The aroma was overwhelming. He found that, nice as it was, he wanted to pull the collar of his fleece up around his nose and mouth like he was passing that Lush shop in town. It was just too much.

But Harri had tenants who were causing a bother to their neighbors and a job to do, so he unlocked the front door and stepped into a jungle.

Tangles of white filaments and pale, sickly-looking leaves spilled along the hallway, and up the bannisters. They burst through the kitchen door, climbed the lintels, engulfed the light fittings.

“Oh, this is going to be a nightmare to have cleaned,” he sighed, already mentally withholding the security deposit. “What the bloody hell are they playing at?”

The only people who could answer that, he knew, were the students themselves. He set about finding them.

No one in the hall: just rotting, unopened mail.

No one in the kitchen, just the hum of the still-running fridge. 

No one in the sitting-room. The TV was on, showing Rownd A Rownd. No one in their right mind watched that on purpose.

No one in the lad’s room. The bathroom door stood open: the room empty, shampoo bottles scattered.

Harri hesitated and knocked on the door of the other lass’s rooms. 

He waited to the count of twenty, so’s if there was anyone in there getting up to the old whatsit, they had a chance to get decent or tell him to bugger off away and wait downstairs.

There was no answer.

Perhaps they were asleep, he thought. Probably stoned or drunk or on bath salts or whatever it was students did that made them wreck his properties every term, now. High on, oh, some sort of video thing. A TikTok.
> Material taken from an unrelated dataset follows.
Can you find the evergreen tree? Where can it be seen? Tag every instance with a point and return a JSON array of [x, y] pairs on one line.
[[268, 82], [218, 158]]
Still, he had to have a word, didn’t he?

Having reasoned this out, Harri put his not inconsiderable weight forward and leaned on the door. 

It resisted, but gave when he rattled the handle.

He put his hand to his mouth and said, very quietly in the back of his throat, “Oh… shit.”

In the bedroom, which scarcely resembled a bedroom at all—huge fat white creepers lining it like bones in an ossuary, all stacked up over each other—three completely bare skeletons sat at the center of a tangle of roots, tethered to the festering carpet.

A single, beautiful, fragrant purple flower grew in the eye socket of the nearest skull, and Harri had the overwhelming urge, just to see if it was real, to touch it.